The 24th Biennale of Sydney: Ten Thousand Suns by Hilary Thurlow
Hilary Thurlow
Although this year’s Biennale of Sydney, Ten Thousand Suns, promised an antidote to all the world’s cataclysms through joy, celebration, and queer coming-together, they were thrown in our faces instead. The perils of war (UNSW Galleries), time-warped apocalyptic premonitions (MCA), unhealing wounds of colonial power, and forced migration (CCWM), and again colonial oppression (Artspace) go on and on. The promises of lively Carnivale were held static in time, unmoving and fixed to mannequins in AGNSW. Is it regalia rallying against all evils, or is it necessary to camouflage to hide from all evils? The new locale, White Bay Power Station, was marginally more optimistic but still steeped in melancholy.
The Biennale of Sydney’s past few iterations have been a fertile breeding ground for young generations of artists (think Aziz Hazara in NIRIN, 2020). But I can’t tell you who such artists may be in this iteration. I guess there was Wiradjuri artist Joel Sherwood-Spring at UNSW Galleries, whose ACMI commission Diggermode (2023) was minimised from an epic two-channel installation—which I’m sure Okwui Enwezor would have labelled as “biennale scale”—onto tiny screens. Think corner of a collection hang tiny. Or Tiwi Island collective Yangamini’s large presentation (also at UNSW) felt squished and minimised compared to the space given to artists at White Bay. Perhaps this biennale was the reprieve from the spectacle we’ve come to expect.
Alas, there was still spectacle, but it was just not for the artists. Coloured walls demarcated galleries in each institutional space. From memory, only Bonita Ely’s Interior Decoration (2013) at UNSW Galleries was left unscathed, housed in its own white cube. I don’t want to dismiss Brian O’Doherty’s qualms or indulge the white-walled vision born out of modernity, but these weren’t just any coloured walls. They were the coloured walls housed in the pages of Better Homes and Gardens magazines from the mid-2000s: mustards, deep reds, teals, royal purples. Not only were these coloured walls migraine-inducing but they also diminished otherwise strong works. For example, Simon Soon’s intricate wooden carvings looked more like home décor hung against a gold feature wall than weighty practice.
What about White Bay, I hear you say, where certain artworks were so big they erred on genetically modified, their scale necessary to fill the former Power Station’s void. While the venue was itself an architectural spectacle, within it the artworks were poorly paced. This ultimately denied those small moments of discovery we’ve come to expect from mega exhibitions. Think of those artists whose work you first spied in a biennale—unfamiliar upon first glance—but the practice stays with you long after the show ends. The curatorial choice to present a handful of artists’ work at multiple venues abetted this, too, often curtailing artists’ presentations’ political potency and rigour (Doreen Chapman, William Yang et al.).

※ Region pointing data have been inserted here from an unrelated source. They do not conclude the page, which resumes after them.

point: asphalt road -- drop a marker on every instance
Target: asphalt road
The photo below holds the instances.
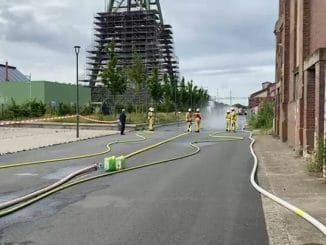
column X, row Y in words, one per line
column 205, row 199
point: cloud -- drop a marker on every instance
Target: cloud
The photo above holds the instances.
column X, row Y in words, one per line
column 220, row 44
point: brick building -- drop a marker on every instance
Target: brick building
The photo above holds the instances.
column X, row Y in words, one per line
column 300, row 69
column 267, row 93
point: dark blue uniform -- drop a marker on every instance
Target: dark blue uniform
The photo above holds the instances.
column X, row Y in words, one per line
column 122, row 120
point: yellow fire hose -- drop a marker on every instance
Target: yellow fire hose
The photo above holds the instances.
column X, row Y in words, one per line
column 21, row 205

It would be remiss of me not to note that this Biennale of Sydney was initially touted as the “gay” biennale—a space where shared celebration interlaced with community was supposed to remedy “it all.” With the likes of well-established collectives Dumb Type and VNS Matrix and elders such as William Yang and Juan Dávila, there was a definite queer bent, albeit no celebration or joy. Take Dumb Type’s video S/N (1994), which centred on the lack of media attention in the early decades of HIV/AIDS, for example. Then there is VNS Matrix’s 1990s unkept promise for a cyber-feminist future.
If this Biennale of Sydney is inflected with a queer method of exhibition-making, I fear it has inadvertently fallen into a Lee-Edelman-death-drive-induced polemic. We’re shown that there is no future here. The ten thousand suns have fizzled, and there is no antidote. Instead, we’re filled with a perpetual cruel optimism.
Hilary Thurlow is a PhD Candidate in Art History and Theory at Monash University.